Der letzte Akt: die Fertigung

Nach dem abschließenden Prototypen ist die Stunde der Tüftler und der Designer vorbei. Es schlägt die der Handwerker und Arbeiter. Und die der Maschinen. Wolfgang Haupt: »Nun wird ein Positiv-Kern gefräst, der genau dem Boot entspricht – zuzüglich der Schrumpfung des Materials beim Blasprozess. Dieses Modell ist die Grundlage für die Erstellung der Blasform, die wir ebenfalls hier in Rosenheim fertigen.« Damit werden dann die Bootshüllen im Druckblasverfahren hergestellt und die Boote anschließend in der Rosenheimer Bootsmanufaktur von Hand zusammen gebaut.

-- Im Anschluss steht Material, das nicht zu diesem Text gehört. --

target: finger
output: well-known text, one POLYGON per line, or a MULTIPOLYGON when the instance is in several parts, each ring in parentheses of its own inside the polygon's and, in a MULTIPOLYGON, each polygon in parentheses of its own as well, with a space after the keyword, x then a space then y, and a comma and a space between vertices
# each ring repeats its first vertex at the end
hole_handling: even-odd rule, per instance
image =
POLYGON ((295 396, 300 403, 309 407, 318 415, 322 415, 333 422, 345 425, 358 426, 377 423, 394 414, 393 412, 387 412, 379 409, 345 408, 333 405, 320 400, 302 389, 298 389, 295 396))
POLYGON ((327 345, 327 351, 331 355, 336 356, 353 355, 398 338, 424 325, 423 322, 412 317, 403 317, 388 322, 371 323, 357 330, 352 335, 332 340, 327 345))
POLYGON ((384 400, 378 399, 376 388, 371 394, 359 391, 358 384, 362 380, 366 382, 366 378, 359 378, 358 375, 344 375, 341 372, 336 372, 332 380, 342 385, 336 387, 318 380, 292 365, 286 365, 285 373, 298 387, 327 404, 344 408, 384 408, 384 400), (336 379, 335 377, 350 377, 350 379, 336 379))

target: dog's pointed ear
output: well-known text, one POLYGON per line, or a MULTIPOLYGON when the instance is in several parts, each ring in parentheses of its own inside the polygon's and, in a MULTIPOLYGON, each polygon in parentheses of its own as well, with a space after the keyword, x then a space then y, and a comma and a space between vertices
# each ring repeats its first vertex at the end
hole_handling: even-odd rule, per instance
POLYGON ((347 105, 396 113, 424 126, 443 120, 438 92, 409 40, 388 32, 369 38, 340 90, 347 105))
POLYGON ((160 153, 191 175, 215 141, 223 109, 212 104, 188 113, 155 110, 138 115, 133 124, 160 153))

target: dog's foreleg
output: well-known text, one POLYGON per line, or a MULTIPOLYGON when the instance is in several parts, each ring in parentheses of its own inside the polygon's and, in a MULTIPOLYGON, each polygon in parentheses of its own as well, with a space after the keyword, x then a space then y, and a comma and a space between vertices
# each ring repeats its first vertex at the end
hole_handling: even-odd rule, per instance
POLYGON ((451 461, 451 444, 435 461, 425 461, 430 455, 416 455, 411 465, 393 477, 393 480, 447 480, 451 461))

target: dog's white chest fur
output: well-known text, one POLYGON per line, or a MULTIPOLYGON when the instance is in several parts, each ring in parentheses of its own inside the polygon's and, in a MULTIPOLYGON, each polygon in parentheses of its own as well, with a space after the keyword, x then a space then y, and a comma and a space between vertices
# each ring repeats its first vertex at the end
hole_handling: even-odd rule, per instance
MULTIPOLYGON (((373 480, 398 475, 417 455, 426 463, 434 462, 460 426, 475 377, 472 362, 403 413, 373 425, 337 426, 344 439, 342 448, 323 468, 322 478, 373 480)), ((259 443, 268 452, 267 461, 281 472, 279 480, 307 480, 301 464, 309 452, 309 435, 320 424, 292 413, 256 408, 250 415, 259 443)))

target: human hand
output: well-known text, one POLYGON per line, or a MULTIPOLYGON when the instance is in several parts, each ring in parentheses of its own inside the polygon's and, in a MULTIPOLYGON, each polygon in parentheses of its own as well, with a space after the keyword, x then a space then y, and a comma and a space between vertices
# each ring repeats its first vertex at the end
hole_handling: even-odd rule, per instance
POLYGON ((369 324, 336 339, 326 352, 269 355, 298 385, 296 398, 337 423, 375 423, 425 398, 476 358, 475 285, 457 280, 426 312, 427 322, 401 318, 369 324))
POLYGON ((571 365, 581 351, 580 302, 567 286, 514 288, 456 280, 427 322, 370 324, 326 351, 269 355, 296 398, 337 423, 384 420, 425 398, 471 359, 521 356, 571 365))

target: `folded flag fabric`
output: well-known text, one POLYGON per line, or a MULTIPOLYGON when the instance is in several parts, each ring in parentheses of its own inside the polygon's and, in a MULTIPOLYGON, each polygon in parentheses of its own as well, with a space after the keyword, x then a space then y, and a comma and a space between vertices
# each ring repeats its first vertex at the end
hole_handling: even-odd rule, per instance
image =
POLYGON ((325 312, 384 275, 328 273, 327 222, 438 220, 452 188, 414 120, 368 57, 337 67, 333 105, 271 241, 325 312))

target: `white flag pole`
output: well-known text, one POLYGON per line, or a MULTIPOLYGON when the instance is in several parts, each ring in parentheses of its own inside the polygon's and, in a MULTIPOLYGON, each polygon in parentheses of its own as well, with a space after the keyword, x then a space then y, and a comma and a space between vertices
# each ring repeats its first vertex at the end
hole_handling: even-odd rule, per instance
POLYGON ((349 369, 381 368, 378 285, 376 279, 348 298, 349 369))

Bei Lettmann werden die PE-Boote im Rotations-Sinter-Verfahren hergestellt. Auch hier gilt: Wenn der Rumpf die Maschine verlassen hat, geht es ans Schleifen und Polieren, danach ist er fertig. Was bedeutet, das nun die Innenausstattung an der Reihe ist. Und die, so Jochen Lettmann, macht fast genauso viel Arbeit wie die Bootsform.
Und was ist nun schwieriger zu konstruieren, ein Wildwasser- oder ein Seekajak? Laut Jochen Lettmann kommen bei Wildwasser-Kajaks mehr Parameter zum Tragen, während man bei Seekajaks meist mit vergleichsweise wenig Änderungen auskomme. Und Snowy Robertson sagt: »Es ist nicht so, dass das eine schwieriger ist als das andere. Es geht eher darum, wie man die Bedürfnisse des jeweiligen Endverbrauchers erfüllt. Wildwasserpaddler sind mit ihren Produkten in sehr dynamischen Situationen so vertraut, dass sie oft jedes kleine Designdetail und jeden Unterschied spüren. Für einen Seekajakfahrer muss das Boot leichtgängig, gleitfähig und elegant sein, während er gleichzeitig versucht, das Layout zu perfektionieren und viele Funktionen in das Deck zu integrieren.« Für Mathew Wilkinson ist die Bootsklasse ebenfalls nicht entscheidend für die Größe der Herausforderungen beim Entwicklungsprozess. »Wir verschieben häufig die Grenzen in beiden Disziplinen. Es kommt darauf an, wie ehrgeizig und innovativ die Idee ist.« Je mehr Neuerungen, desto schwieriger also. Und damit spricht er wohl für alle Hersteller.

Die »Inneneinrichtung« eines Seekajaks – in diesem Fall des Prijon Grizzly.
Die fertigen Produkte: Lagerhalle von Pyranha.